Maxence de Rugy, maire de Talmont-Saint-Hilaire (85) et fondateur de l’association Passeport du civisme (500 communes sont aujourd’hui engagées dans ce dispositif), estime qu’« il est impératif pour les maires de lutter contre le décrochage civique, de retisser des liens qui se délitent. Il faut agir au niveau de la commune qui est le lieu du premier enracinement et, souvent, du premier engagement ».
« Les maires sont les héros du civisme au quotidien et les premières victimes de l’incivisme à travers les violences qui leur sont faites », a déclaré Bruno Retailleau. Le ministre de l’Intérieur a pointé une « hyperviolence qui se répand et concerne de plus en plus de jeunes », qu’il impute à « une perte de repères » citant « le respect, la discipline, l’autorité ». Il a encouragé les maires à renforcer le civisme dans leur commune, « à lutter contre la tentation du chacun pour soi » car «le civisme est la possibilité d’une vie en commun, c’est le "nous" plutôt que le "moi" ».
« Le dispositif des passeports du civisme montre qu’une nouvelle génération s’engage. Les jeunes ont besoin d’être accompagnés par les élus, leurs familles, l’école », s’est réjoui Sarah El Haïri, Haute-commissaire à l’enfance.
« Nous devons resacraliser les valeurs républicaines et redonner une "gagne républicaine" aux citoyens en nous appuyant sur le triptyque famille-école-associations. Le politique doit porter cet élan civique », a estimé Karim Bouamrane, maire de Saint-Ouen-sur-Seine (93).

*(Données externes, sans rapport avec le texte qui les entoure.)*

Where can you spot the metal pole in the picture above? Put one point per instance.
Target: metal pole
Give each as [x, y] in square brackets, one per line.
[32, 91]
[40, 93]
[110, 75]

Dans cette difficile entreprise, les élus ont reçu le chaleureux soutien du Général Jean-Claude Gallet, ancien commandant des sapeurs-pompiers de Paris : « je rends hommage à tous les élus qui sont les premiers acteurs pour casser la spirale infernale de l’incivisme. Ils ont accepté de s’engager, de faire le don d’eux-mêmes pratiquement sans aucun retour, pour l’intérêt collectif ».
En clôture des assises, Edouard Philippe, maire du Havre (76), qui vient de s’engager dans le dispositif du passeport du civisme, a estimé que la montée de l’incivisme « a beaucoup à voir avec l’impuissance publique ». Pour l’ancien Premier ministre, « rétablir l’autorité de la loi, de la règle, c’est indispensable mais insuffisant car le civisme ne repose pas que sur l’autorité. Il faut mettre au cœur de nos concitoyens la responsabilité, une notion d’unité, un projet ». Les élus ont « un devoir d’exemplarité » pour promouvoir le civisme qui « est un effort constant, jamais un acquis ».
Xavier Brivet pour Maires de France, article paru le 25 juin 2025.